= Executive Council of Ceylon =

The Executive Council of Ceylon was the executive council created in Ceylon (now Sri Lanka) by the British colonial administration on the recommendations of the Colebrooke-Cameron Commission along with the Legislative Council of Ceylon in March 1833.

==History==
The 1833 Colebrooke-Cameron Commission recommended the creation of the Legislative Council and the Executive Council, the first step in representative government in British Ceylon. Accordingly, both were established on 19 March 1833 by letters patent. The Executive Council initially consisted of the British Governor (the president of the council) and five other senior British officials: the General Officer Commanding, the Colonial Secretary (Principal Secretary), the Kings's Advocate, the Treasurer and the Government Agent for the Central Province. The Council also included unofficial representation for the Sinhalese, Europeans, Tamils and Burghers. The governor had to consult the Executive Council in the discharge of his duties but he could over rule the council's advice.

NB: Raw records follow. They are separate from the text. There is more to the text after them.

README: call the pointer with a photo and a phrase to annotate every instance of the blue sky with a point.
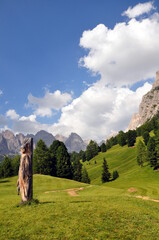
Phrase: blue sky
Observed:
(40, 50)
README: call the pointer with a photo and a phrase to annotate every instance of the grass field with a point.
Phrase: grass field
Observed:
(73, 210)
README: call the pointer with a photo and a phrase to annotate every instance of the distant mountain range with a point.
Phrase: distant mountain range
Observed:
(148, 108)
(10, 144)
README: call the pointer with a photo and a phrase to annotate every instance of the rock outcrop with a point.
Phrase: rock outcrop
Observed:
(148, 107)
(75, 143)
(61, 138)
(10, 144)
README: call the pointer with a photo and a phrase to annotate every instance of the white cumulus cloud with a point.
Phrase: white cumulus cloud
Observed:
(124, 55)
(51, 101)
(12, 114)
(99, 111)
(139, 10)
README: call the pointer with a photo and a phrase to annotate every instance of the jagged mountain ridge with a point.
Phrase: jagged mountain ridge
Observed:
(148, 107)
(10, 143)
(75, 143)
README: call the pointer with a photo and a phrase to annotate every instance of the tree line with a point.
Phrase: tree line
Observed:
(54, 161)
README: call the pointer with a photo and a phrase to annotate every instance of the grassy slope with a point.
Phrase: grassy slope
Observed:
(123, 159)
(105, 211)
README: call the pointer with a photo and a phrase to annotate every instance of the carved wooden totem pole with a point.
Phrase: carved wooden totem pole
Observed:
(25, 180)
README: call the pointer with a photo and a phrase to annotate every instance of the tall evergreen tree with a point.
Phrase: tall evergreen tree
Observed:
(53, 151)
(92, 150)
(85, 177)
(146, 137)
(121, 138)
(77, 170)
(82, 155)
(64, 168)
(41, 159)
(131, 137)
(105, 174)
(115, 174)
(141, 153)
(151, 152)
(6, 167)
(103, 147)
(15, 164)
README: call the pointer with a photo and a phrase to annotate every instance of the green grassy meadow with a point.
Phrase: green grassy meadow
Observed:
(97, 211)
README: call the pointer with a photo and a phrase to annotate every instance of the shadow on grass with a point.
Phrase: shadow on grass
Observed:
(80, 201)
(4, 181)
(34, 202)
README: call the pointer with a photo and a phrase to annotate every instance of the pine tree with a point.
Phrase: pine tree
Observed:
(151, 152)
(121, 138)
(64, 168)
(41, 159)
(6, 165)
(131, 138)
(146, 137)
(53, 151)
(141, 153)
(105, 174)
(77, 170)
(103, 147)
(85, 177)
(92, 150)
(115, 174)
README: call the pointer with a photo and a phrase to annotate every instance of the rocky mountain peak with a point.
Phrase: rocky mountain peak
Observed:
(148, 107)
(7, 134)
(75, 143)
(60, 137)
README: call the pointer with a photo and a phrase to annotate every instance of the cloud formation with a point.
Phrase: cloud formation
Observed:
(12, 114)
(51, 101)
(124, 55)
(139, 9)
(99, 111)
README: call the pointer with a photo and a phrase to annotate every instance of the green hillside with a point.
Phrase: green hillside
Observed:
(73, 210)
(123, 159)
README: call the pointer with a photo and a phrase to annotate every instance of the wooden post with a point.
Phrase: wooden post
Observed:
(25, 180)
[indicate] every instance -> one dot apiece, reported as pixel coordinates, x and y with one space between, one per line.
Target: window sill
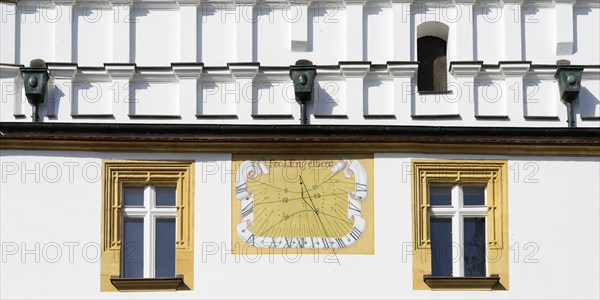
461 283
146 284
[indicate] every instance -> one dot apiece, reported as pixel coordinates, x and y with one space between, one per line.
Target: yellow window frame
491 173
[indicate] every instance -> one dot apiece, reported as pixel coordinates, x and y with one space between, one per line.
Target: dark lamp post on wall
569 85
303 75
35 83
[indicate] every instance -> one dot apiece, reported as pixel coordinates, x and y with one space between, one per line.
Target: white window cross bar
150 212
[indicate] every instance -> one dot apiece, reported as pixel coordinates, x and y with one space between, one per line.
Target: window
431 53
147 226
460 225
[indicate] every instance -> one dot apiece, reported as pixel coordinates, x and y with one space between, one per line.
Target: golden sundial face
303 202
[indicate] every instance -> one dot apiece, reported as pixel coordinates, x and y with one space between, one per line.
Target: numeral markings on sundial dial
361 187
249 209
353 207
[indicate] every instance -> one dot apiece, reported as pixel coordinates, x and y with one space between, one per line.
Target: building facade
180 149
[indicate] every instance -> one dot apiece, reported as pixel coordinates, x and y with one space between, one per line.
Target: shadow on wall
326 97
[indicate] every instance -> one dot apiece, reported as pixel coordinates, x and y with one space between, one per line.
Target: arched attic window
432 39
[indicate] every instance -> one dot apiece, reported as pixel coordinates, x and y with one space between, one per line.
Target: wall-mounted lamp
569 85
303 75
35 82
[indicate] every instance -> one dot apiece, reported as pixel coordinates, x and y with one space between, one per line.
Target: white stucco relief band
253 169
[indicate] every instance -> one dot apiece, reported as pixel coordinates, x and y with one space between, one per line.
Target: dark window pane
474 247
441 246
133 196
473 195
133 248
165 195
165 247
440 195
431 53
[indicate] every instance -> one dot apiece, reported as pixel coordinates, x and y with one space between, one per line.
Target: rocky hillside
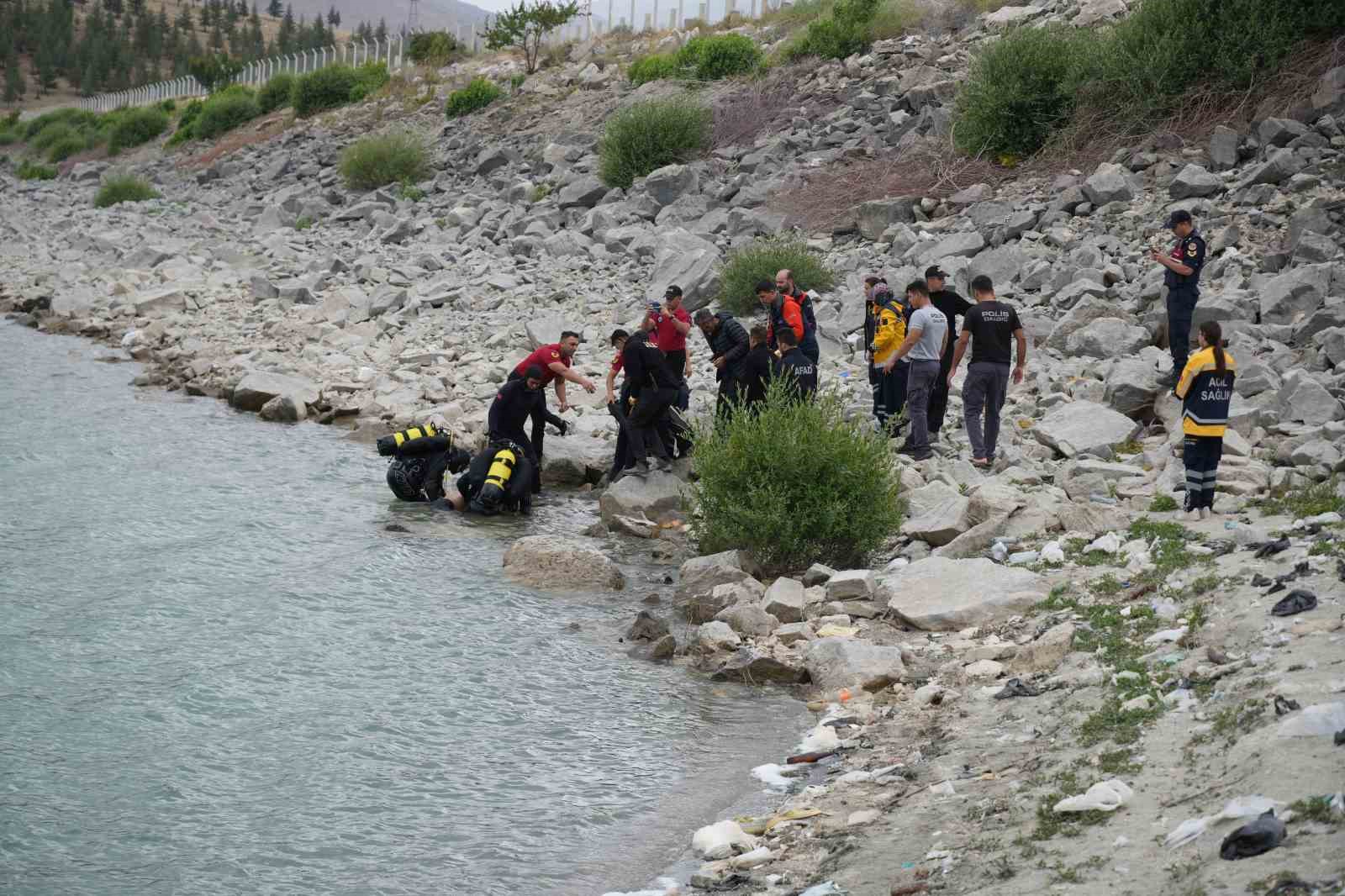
259 279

In 1840 the Auditor-General replaced the Government Agent for the Central Province on the council and in 1883 the Queen's Advocate post was renamed Attorney General. The Second Manning Reforms of 1924 added four unofficial members to the Executive Council.

The 1927-8 Donoughmore Commission recommended that Ceylon be given limited self-government and the replacement of the Legislative Council and Executive Council with the State Council and Board of Ministers respectively. This was in order to make Ceylon more democratic and give the people more representation. Accordingly, the Executive Council was abolished in 1931.